This page has now been moved to some thoughts on which font is BEST.
Some academic studies on typeface readability.
This page gives a summary of some academic studies on typeface readability. It is related to my Typeface Readability page.
First, someone has done a much better job of this than I ever could: The Science of Typography by Ellen Lupton. As Ellen Lupton says, ‘Science leaves the designer more or less at sea in terms of font choice’. Quite so.
In addition to the studies identified by Ellen Lupton a number of academic studies have been undertaken on font readability and legibility over a range of reader age and abilities.  These include:
University of Wichita Department of Psychology
Experiments with children aged 9–11 on font readability (see http://www.surl.org/usabilitynews/31/fontJR.asp)
bizarre research from the University of Witchita
The experiments found that Comic Sans and Arial were the easiest to read and most preferred by the children taking part in the experiment. However this experiment can fairly be treated with extreme caution, not to say derision, because:
1. The researchers compared Arial and Comic Sans with only two other fonts, Courier and Times New Roman.  The source data was therefore extremely limited.  Something would no doubt come out on top.
2. The experiments were done using a computer screen and then extrapolated to print.  Unforgivable.
3. The children taking part in the experiment all had 20/20 vision were 96% familiar with reading text on screens.
There are a number of readability-related research papers from the Software Usability Research Laboratory at Wichita State University that can be found at   http://www.surl.org/ usabilitynews/az.asp and scroll down to ‘Font Type/Size’. They’re all a bit kind of weak-bridge in nature, like when you’re driving along and you see a sign that says, Weak Bridge, and you think, I wonder what I’m supposed to do with that information.
 The University Of Calgary Department of Psychology
Legibility and Readability of Small Print (www.psych.ucalgary.ca/PACE/VA-Lab/gkconnol/Thesis.html)
A thorough and detailed paper, looking at the legibility and readability of small print
Summary of the conclusions of this research (with my comments in [] brackets):
University of Calgary – young see better than old & serif fonts better on small print
1. Elderly participants required larger letters than the young to achieve legibility.
2. Reading difficulty approached a significant relationship with clarity of type for elderly readers, but not young ones.
3. Serif fonts, eg Times Roman, proved easier to read than sans-serif fonts [this accords with the general typography principle that large areas of small text tend to be easier to read in a serif font]
4. Condensed fonts should be avoided for blocks of text.

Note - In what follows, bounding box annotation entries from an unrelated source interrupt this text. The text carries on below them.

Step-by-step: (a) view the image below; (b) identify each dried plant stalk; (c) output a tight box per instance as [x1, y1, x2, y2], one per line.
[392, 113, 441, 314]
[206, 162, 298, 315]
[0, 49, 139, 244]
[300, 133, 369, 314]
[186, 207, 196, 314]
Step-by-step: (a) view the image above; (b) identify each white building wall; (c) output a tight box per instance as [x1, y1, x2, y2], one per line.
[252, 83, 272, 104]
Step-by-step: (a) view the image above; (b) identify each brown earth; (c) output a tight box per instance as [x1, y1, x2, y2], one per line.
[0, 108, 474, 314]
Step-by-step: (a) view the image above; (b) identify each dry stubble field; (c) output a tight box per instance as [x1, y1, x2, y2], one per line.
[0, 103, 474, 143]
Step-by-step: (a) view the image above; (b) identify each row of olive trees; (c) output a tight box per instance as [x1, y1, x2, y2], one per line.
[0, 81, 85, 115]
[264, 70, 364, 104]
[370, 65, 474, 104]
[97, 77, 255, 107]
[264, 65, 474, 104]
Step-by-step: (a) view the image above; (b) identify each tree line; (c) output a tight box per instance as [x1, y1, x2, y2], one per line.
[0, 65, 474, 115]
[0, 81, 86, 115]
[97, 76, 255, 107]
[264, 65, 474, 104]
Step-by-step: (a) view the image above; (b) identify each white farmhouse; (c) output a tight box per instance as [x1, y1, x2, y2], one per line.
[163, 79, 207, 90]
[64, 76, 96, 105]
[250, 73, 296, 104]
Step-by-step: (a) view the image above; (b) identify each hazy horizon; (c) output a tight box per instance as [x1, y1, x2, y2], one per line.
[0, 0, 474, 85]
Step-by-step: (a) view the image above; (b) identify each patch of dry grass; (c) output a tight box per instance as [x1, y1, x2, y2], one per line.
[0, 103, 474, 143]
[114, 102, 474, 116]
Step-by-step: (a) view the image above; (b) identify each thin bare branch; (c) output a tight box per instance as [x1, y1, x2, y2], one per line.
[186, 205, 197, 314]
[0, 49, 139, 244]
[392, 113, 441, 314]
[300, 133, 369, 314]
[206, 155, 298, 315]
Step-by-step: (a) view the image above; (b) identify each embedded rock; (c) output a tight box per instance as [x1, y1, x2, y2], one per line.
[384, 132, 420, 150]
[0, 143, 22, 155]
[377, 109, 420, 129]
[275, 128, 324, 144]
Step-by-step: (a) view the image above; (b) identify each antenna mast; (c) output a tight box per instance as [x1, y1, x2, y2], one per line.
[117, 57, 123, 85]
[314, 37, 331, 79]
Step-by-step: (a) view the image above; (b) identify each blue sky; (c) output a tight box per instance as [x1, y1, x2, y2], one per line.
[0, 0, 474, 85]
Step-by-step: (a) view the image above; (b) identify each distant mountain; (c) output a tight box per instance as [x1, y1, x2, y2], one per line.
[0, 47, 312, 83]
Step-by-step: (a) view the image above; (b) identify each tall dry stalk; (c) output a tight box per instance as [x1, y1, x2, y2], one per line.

The University of Reading Department of Typography & Graphic Communication
Thorough research from the University of Reading (ie city of Reading, UK) into the readability and preferences of reading age 6 on text styles.
Quoted from the research, except for my comments in [] brackets:
Research – real research
1. There’s not a lot of difference in font readability but slight preferences for non-serif fonts with ‘non-infant’ characters.  [eg the children prefer the printer-font style ‘a’ compared to the ‘infant’ ‘a’ of, for example, Sassoon and Comic Sans]
2. We acknowledge that there are many kinds of children’s book and that there could never be any one children’s typeface. It is likely, however, that the following typeface characteristics will be helpful to young children’s reading:
• tall ascenders to help emphasise the word shape
•  a clear distinction between characters so they are not confused: a’s and o’s are an obvious example
• no unusual or quirky letters
3. Does it matter whether reading books for young children are set in serif or sans serif type?
• there is no research that says that either serif or sans serif typefaces are intrinsically more legible
• teacher opinion, generally, favours sans-serif typefaces because of the simplicity of the letter shapes
• but children encounter a wide range of letterforms in their day-to-day environment
• publishers tend to listen to teachers because they influence the book-buying policy in schools
• children are seldom asked what they think about the typefaces in the books they read
4. In finding out whether children found serif or sans serif typefaces easy or difficult to read the Typographic Design for Children project took into account:
• expert opinion, designers and publishers’ tacit knowledge
• performance testing use of miscue analysis to see how many and what kind of errors children make when they are reading
• children’s opinions, what children think about typefaces, and what words they use to describe them
5. Our findings suggest that there is little significant difference in children’s reading performance when Century (a serifed typeface) is compared with Gill (a sans serif typeface).
The Micro Foundry
Experiments on foggy text (www.themicrofoundry.com/ss_read1.html)
Experiments suggest that pronounced modularity and diminutive ascenders [as in typefaces such as Avant Garde, Futura, and Comic Sans] render a word ambiguous when it isn’t seen clearly.
University of South Australia, Design Research Group
An analysis of letter shape identified in letter groupings (no longer available on the web, written by Stuart Gluth with reference to the typeface he designed called Roxane):
According to this research, legibility is enhanced by:
1. making the differences in the negative spaces as great as possible in the spaces inside the letters
2. maximising the differences in size and shape between left and right, between top and bottom and between open and closed spaces
 The ‘optimal’ typeface for legibility from this research forms part of the recommendations of the research and comes out looking rather like the font that is called Frutiger.